João IV, seu amigo e protector, surgiram diversos conflitos entre os colonos
portugueses e a ordem jesuíta, a que pertencia Vieira, sendo este obrigado a
regressar a Lisboa em 1661. A Inquisição aproveitou a sua estadia em Portugal
para o acusar de heresia, já que o sacerdote defendia uma visão messiânica, que
se baseava na ressurreição de D. João IV, a quem caberia a fundação de um
Quinto Império. A sua defesa perante as acusações da Inquisição são um belo
exemplo da capacidade retórica do padre António Vieira. Libertado, viajou para
Roma, onde permaneceu entre 1669 e 1675, atingindo os seus sermões um enorme
sucesso naquela cidade e na corte papal, tornando-se o orador preferido da
rainha Cristina da Suécia, ali exilada, que insiste em torná-lo seu confessor.

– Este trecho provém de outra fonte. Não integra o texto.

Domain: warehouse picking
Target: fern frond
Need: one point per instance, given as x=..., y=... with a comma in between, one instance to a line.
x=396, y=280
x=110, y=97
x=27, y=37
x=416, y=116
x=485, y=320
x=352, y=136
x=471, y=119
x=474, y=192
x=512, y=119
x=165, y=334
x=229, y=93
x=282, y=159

No seu regresso a Lisboa começa a trabalhar na publicação dos
seu sermões, em que mostra um grande domínio da oratória e um perfeito
virtuosismo na utilização da língua portuguesa, em que os jogos de conceitos e
de palavras provocavam um enorme efeito e espanto em quem o ouvia.
A este propósito, afirmou, no seu Sermão da Sexagésima:
«Há-de tomar o pregador uma só matéria, há-de defini-la para que se conheça,
há-de dividi-la para que se distinga, há-de prová-la com a Escritura, há-de
declará-la com a razão, há-de confirmá-la com o exemplo, há-de amplificá-la com
as causas, com os efeitos, com as circunstâncias, com as conveniências que se
hão-de seguir, com os inconvenientes que se devem evitar; há-de responder às
dúvidas, há-de satisfazer as dificuldades, há-de impugnar e refutar com toda a
força da eloquência os argumentos contrários, e depois disto há-de colher,
há-de apertar, há-de concluir, há-de persuadir, há-de acabar. Isto é sermão,
isto é pregar, e o que não é isto é falar de mais alto.»
Fernando Pessoa chamou-lhe «Imperador da Língua Portuguesa».
Regressou à Bahia, no Brasil, em 1681, onde veio a falecer a
18 de Julho de 1697, com 89 anos. Entre 1679 e 1748 foram publicados os seus
Sermões, mas a sua obra engloba igualmente a História do Futuro, publicado em
1718, a sua Defesa Perante o Tribunal do Santo Ofício, que só veio a ser
publicada em 1957, e as suas Cartas, publicadas em volume em 1735.